Hier war es eben so, dass nach den ersten Strophen sich plötzlich die Richtung änderte und auf einmal floss es zu haufengereimtem Spott. Ein Wechsel, der mir nicht unbedingt zusagt, sich aber auch als Warnung vor einem Übermaß tintengetränkter Egomanie rechtfertigt.
Vielleicht folgt noch eine andere Version.

Liebe Grüße
JB
 

sufnus

Mitglied
Hey James,
hm... die neue Fassung ist zwar irgendwie "korrekter" - aber vergleichseise auch etwas langweiliger.

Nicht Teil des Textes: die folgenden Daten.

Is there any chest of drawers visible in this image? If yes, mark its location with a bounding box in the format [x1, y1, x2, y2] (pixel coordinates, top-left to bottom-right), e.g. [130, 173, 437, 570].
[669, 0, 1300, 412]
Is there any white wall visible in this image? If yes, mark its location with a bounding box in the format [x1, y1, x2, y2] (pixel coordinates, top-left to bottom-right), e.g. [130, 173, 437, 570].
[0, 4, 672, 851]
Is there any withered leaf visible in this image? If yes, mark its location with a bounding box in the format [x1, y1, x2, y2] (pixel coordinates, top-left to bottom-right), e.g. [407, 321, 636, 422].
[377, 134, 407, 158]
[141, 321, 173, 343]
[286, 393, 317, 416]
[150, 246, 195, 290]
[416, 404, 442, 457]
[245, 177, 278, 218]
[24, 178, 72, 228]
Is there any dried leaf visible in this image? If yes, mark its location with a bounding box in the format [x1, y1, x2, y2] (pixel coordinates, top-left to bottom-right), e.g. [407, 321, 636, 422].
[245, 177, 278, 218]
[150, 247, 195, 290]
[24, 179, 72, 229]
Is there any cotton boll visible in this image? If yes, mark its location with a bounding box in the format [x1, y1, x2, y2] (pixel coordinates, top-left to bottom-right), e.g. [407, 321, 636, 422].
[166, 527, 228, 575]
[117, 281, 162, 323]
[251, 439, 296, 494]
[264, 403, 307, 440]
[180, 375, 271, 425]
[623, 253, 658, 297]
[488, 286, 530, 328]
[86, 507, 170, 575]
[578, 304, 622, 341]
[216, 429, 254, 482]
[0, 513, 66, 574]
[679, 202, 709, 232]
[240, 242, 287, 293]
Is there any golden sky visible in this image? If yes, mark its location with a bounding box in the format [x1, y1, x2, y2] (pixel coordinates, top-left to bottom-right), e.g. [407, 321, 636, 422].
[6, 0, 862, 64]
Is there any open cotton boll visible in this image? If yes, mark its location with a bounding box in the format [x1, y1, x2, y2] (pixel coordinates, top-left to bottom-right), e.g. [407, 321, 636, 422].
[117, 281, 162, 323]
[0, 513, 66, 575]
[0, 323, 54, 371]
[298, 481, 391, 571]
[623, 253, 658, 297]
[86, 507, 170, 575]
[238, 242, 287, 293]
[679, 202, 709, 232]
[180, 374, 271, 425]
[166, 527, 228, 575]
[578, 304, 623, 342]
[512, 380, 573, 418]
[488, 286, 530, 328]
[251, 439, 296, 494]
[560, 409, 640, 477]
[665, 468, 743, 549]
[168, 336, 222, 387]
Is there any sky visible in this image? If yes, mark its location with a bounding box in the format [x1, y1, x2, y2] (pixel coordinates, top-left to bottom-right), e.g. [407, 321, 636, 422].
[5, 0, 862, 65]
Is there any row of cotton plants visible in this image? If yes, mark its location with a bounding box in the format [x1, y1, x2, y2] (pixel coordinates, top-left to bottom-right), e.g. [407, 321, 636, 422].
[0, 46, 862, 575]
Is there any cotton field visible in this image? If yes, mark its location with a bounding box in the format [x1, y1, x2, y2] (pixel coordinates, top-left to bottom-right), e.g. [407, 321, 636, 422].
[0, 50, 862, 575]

Die Originalversion war gerade durch die finale Reimballung im Abgang schwungvoller. :)
Ansonsten verstehe ich aber weder in der alten noch in der neuen Fassung warum Du ausgerechnet Kafi und Höldi vor einen gemeinsamen Eselskarren spannst, gibts da irgendwie einen verborgenen tieferen Sinn oder soll gerade die Sinnlosigkeit dieser Paarung das (humoristische?) Prinzip sein?
LG!
S.
 

James Blond

Mitglied
Nun, ähm - ein schwungvoller Abgang ist (zumindest bei mir) nicht unbedingt das Maß aller Dinge. Und Haufenreime ziehen nicht nur nach vorne, sondern auch (und das ganz besonders) nach unten.

Tipp: Wenn dir diese Version zu langweilig erscheint, könntest du ja noch ein wenig über das Eselsgespann grübeln ... ;)

Danke für deine Eindrücke
JB
 

sufnus

Mitglied
Tipp: Wenn dir diese Version zu langweilig erscheint, könntest du ja noch ein wenig über das Eselsgespann grübeln ... ;)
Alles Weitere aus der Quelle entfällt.